You have to make an assumption about speed - it certainly won't be more than a tiny fraction light speed. Eg voyager appear to travel now at less than 0.00006 c (16 km/s). Than turns 100k light years into ballpark 150 M year journey (no it doesn't its 1.8 bn years as mentioned in reply) . Still possible to cross 10.000 times - but that would be a straight line. I suspect the distances will grow somewhat fractally if you want to swing by any stars? (ed: so, not really very likely at all)
To traverse 100k light-years at 16km/s would take approximately 1.8 billion years. FWIW.
Thanks, not sure how I got to just 150 mill years.
To imagine that voyager technology will define the maximum velocity of interstellar travel, a thousand years from now, ten thousand, a million, etc is short sighted.
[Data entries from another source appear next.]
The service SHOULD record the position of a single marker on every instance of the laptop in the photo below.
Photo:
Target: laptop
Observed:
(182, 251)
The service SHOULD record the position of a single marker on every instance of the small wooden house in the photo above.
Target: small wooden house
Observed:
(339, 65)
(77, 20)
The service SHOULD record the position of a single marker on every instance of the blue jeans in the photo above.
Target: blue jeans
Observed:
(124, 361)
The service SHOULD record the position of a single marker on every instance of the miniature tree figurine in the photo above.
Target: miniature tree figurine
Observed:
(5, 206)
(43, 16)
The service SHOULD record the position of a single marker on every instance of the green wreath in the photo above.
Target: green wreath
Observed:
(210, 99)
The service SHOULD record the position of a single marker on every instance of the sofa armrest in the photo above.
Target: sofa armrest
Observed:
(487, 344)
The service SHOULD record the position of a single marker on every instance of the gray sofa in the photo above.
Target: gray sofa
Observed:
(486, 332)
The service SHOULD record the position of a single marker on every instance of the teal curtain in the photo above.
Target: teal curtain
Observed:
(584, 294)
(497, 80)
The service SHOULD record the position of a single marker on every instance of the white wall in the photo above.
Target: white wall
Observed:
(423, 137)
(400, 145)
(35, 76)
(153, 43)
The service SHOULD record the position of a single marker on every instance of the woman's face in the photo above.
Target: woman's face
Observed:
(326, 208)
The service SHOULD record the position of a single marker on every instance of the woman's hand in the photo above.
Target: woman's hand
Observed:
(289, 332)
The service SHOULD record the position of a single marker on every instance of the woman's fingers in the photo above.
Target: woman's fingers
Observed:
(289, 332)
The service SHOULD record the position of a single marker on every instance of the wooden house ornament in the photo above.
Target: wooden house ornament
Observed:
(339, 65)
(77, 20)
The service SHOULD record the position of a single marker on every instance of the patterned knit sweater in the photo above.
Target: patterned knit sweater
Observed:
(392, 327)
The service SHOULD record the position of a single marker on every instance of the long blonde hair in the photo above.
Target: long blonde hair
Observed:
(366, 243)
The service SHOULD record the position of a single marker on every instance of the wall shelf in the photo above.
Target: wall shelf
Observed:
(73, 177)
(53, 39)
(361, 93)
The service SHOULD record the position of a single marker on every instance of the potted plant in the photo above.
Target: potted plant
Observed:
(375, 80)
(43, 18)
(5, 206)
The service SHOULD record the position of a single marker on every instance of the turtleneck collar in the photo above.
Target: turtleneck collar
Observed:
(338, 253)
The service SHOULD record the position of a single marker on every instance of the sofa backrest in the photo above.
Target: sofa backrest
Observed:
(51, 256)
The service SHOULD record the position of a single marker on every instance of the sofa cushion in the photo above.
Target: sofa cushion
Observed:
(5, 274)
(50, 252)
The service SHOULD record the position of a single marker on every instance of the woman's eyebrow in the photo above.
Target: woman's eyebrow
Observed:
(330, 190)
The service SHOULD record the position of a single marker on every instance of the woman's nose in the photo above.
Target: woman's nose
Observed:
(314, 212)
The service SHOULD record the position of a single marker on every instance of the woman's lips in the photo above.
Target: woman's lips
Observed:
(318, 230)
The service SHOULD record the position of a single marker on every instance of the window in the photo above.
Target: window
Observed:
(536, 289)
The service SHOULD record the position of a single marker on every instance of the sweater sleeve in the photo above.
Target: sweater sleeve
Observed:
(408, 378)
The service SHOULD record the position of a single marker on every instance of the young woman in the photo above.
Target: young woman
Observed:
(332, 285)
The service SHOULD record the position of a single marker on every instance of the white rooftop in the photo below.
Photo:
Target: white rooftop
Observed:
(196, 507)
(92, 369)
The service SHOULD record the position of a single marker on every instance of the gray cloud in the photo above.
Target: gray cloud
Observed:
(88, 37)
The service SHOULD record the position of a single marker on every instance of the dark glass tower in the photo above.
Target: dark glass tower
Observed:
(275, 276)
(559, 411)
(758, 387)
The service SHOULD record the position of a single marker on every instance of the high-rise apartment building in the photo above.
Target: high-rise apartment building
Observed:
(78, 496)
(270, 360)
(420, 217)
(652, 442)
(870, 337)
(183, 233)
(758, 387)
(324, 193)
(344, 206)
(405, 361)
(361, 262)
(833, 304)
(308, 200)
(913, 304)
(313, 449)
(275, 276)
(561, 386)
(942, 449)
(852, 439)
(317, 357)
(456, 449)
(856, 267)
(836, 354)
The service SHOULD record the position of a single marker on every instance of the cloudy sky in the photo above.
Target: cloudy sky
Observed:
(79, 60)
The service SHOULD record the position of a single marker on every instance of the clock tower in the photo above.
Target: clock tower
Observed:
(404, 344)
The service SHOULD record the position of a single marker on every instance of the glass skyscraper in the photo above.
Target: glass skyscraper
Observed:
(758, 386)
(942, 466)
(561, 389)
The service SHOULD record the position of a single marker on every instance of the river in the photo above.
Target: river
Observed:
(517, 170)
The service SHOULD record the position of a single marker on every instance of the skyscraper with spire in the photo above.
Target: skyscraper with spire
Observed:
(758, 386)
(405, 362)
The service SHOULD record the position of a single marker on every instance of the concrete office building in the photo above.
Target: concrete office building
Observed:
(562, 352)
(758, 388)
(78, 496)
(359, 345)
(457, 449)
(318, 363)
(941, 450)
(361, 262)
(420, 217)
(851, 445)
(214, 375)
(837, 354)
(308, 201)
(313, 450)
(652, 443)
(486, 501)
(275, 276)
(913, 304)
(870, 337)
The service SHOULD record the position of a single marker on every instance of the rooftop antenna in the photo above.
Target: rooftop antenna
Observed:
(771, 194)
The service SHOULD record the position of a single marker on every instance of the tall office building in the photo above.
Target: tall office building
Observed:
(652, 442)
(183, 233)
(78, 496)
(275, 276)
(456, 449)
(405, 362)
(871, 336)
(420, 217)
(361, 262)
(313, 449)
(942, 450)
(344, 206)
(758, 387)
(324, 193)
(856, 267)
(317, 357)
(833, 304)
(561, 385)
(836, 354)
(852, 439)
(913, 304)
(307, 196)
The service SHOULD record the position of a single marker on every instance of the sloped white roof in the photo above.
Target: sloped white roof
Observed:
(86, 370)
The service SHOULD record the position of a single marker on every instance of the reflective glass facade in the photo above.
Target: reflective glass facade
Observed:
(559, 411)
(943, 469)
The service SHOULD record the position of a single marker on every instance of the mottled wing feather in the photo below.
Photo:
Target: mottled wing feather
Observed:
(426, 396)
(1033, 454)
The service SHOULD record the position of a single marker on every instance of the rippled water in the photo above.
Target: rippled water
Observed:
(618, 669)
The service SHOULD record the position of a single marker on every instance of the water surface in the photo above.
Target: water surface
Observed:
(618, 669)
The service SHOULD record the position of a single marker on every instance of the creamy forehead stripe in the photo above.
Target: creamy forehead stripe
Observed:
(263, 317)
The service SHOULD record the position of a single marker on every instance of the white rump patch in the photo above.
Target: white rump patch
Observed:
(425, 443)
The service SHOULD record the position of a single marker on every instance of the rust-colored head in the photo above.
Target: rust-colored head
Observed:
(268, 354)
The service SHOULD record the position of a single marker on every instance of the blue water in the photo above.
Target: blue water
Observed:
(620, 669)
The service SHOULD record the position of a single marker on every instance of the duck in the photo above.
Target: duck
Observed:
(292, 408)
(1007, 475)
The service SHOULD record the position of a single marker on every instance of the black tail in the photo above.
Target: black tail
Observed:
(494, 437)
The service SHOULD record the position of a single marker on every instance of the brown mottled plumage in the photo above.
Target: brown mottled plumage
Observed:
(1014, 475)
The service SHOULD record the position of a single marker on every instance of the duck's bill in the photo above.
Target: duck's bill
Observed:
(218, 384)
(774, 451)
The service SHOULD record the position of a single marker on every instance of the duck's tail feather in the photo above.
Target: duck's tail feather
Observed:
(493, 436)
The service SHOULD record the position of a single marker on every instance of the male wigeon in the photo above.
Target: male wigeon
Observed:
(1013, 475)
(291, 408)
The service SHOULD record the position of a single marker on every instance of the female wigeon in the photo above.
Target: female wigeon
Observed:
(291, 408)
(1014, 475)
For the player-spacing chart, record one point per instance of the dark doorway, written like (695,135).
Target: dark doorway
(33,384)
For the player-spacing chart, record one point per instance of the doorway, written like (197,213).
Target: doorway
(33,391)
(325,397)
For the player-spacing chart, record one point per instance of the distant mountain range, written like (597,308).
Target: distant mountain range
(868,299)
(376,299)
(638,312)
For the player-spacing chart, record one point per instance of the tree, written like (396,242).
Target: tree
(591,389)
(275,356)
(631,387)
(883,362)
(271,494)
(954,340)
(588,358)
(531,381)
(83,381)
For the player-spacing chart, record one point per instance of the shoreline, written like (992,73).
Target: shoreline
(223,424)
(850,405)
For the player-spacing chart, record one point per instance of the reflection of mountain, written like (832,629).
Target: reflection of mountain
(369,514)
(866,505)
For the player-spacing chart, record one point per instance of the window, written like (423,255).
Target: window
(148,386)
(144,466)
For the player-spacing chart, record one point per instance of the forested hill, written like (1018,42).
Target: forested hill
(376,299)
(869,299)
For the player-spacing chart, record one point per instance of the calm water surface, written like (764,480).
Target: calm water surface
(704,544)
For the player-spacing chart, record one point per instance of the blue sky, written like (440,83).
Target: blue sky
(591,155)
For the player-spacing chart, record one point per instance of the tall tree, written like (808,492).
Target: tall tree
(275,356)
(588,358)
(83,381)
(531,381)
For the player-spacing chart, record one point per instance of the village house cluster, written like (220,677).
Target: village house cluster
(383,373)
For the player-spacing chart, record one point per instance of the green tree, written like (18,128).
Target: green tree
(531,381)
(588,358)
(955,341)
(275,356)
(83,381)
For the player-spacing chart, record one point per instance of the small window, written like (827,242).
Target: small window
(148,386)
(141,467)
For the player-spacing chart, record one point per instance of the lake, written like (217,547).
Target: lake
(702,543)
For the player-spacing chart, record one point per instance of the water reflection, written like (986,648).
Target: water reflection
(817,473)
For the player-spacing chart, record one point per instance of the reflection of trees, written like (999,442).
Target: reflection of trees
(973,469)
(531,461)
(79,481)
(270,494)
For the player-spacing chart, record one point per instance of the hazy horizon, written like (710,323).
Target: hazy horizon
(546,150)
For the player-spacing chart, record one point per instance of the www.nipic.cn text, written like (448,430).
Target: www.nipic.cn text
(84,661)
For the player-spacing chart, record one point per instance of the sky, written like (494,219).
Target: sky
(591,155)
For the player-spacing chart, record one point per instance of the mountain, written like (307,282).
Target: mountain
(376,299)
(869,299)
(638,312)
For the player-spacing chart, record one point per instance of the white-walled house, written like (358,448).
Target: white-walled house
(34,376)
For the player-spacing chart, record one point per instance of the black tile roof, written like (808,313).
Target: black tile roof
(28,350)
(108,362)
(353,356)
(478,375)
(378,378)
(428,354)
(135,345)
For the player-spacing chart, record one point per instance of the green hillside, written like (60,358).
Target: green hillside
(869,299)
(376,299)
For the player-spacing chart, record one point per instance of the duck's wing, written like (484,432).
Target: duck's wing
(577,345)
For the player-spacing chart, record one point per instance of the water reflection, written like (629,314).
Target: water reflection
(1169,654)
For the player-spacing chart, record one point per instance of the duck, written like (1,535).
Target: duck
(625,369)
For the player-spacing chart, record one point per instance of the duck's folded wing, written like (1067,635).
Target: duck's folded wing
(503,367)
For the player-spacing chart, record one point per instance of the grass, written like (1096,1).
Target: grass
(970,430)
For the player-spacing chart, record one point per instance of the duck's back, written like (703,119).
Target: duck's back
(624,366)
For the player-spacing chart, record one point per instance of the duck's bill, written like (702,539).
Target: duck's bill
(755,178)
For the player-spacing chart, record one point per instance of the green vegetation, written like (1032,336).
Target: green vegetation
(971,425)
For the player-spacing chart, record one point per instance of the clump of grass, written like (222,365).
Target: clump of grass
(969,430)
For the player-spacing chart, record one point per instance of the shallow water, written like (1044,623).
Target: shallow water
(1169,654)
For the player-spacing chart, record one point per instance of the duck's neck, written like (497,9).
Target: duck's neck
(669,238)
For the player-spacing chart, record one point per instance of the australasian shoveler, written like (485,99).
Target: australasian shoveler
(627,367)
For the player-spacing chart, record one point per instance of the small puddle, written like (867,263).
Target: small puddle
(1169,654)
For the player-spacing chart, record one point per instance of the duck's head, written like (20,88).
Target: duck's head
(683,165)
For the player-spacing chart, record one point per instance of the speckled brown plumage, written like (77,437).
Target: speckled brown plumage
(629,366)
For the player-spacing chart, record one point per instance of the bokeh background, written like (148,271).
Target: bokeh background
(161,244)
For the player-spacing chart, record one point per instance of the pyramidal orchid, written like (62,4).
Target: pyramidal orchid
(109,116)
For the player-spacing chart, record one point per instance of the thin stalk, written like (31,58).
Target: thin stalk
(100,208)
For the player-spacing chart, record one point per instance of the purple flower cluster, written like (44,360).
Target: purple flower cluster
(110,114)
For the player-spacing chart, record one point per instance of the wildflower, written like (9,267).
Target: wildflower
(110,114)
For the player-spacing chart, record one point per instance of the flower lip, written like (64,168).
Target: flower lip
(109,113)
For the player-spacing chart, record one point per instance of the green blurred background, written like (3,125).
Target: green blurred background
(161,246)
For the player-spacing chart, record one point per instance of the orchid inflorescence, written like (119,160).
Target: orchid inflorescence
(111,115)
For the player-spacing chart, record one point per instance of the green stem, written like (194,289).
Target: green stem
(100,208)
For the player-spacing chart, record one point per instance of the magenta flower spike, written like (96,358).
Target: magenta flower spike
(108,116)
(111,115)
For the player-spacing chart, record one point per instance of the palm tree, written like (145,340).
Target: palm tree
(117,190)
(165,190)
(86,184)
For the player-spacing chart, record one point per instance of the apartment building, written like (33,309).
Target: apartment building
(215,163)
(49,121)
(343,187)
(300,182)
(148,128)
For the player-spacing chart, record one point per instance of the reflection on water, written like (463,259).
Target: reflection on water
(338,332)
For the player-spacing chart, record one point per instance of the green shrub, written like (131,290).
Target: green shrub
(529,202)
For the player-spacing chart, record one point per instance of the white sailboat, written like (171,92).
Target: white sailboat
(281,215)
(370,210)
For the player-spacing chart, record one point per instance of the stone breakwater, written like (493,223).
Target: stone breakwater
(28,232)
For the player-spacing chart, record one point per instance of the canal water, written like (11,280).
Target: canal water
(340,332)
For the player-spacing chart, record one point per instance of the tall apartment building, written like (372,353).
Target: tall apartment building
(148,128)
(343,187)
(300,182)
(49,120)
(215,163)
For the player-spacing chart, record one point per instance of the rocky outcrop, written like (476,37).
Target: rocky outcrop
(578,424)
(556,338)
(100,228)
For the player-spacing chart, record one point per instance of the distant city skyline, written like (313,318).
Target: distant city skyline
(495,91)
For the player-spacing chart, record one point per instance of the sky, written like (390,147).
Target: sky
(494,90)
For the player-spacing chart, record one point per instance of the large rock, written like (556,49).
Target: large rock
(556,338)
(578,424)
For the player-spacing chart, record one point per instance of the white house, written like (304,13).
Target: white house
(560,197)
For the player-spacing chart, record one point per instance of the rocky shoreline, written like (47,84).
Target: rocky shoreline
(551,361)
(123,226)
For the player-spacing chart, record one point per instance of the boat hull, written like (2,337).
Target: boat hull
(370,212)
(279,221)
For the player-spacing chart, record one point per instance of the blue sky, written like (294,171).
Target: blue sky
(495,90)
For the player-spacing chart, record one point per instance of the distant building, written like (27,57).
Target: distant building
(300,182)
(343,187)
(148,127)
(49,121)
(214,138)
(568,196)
Maybe we never can exceed light speed, but we could get up to a reasonable percentage of it.
Sure, but it puts things into perspective. If we assume 1% of c is feasible - it's still a 10 Million year journey to cross 100k light years. That's much better - it gives 1 000 chances in 10 bn years.
There's current projects on earth seriously working on getting probes up to 1% of the speed of light. Just a small/light weight probe, a solar sail, and a large (but feasible) array of lasers.
> Than turns 100k light years into ballpark 150 year journey.

Forgive my confusion.

If 100K light years is 100K years at c, how can

> 0.00006 c

yield 0.00150K (150) years?

It can't (unless you mistype into your plain android calculator app). Ed: Fwiw there was a typo there, too - it was supposed to say 150 million - but it's more like 1.5 billion.